Arbeitsblatt zum Gedicht
PDF (24.1 KB)

Details zum Gedicht „Sonett 28“

Anzahl Strophen
4
Anzahl Verse
14
Anzahl Wörter
106
Entstehungsjahr
nach 1320
Epoche
Spätmittelalter

Gedicht-Analyse

Der Autor des Gedichtes „Sonett 28“ ist Francesco Petrarca. Petrarca wurde im Jahr 1304 in Arezzo geboren. In der Zeit von 1320 bis 1374 ist das Gedicht entstanden. Erschienen ist der Text in Wien. Das Gedicht lässt sich an Hand der Entstehungszeit des Gedichtes bzw. von den Lebensdaten des Autors her der Epoche Spätmittelalter zuordnen.
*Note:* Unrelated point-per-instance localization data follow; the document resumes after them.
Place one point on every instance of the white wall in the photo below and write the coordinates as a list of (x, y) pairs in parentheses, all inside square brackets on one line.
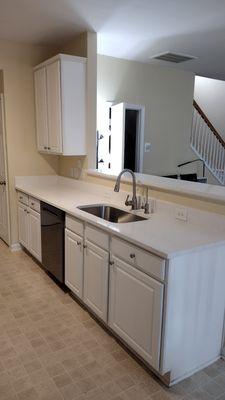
[(210, 95), (167, 95)]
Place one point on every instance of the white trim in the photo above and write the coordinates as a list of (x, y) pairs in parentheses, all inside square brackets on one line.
[(141, 130), (65, 57), (194, 371), (15, 247), (2, 105)]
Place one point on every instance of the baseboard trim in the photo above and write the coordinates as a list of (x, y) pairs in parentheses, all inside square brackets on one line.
[(15, 247)]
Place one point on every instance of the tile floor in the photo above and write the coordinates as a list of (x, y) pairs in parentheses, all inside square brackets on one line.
[(51, 349)]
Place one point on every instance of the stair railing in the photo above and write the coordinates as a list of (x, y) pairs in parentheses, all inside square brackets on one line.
[(208, 144)]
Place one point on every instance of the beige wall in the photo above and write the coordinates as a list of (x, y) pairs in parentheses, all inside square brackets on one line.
[(167, 95), (16, 62)]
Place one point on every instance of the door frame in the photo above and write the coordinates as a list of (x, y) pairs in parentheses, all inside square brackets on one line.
[(140, 133), (2, 105)]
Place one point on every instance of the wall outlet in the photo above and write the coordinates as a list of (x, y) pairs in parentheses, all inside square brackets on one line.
[(181, 213), (71, 173), (147, 147)]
Prüfe bitte vor Verwendung die Angaben zur Epoche auf Richtigkeit. Die Zuordnung der Epoche ist auf zeitlicher Ebene geschehen. Da sich Literaturepochen zeitlich überschneiden, ist eine reine zeitliche Zuordnung häufig mit Fehlern behaftet. Das 106 Wörter umfassende Gedicht besteht aus 14 Versen mit insgesamt 4 Strophen. Die Gedichte „Sonett 1“, „Sonett 104“ und „Sonett 113“ sind weitere Werke des Autors Francesco Petrarca. Zum Autor des Gedichtes „Sonett 28“ haben wir auf abi-pur.de weitere 41 Gedichte veröffentlicht.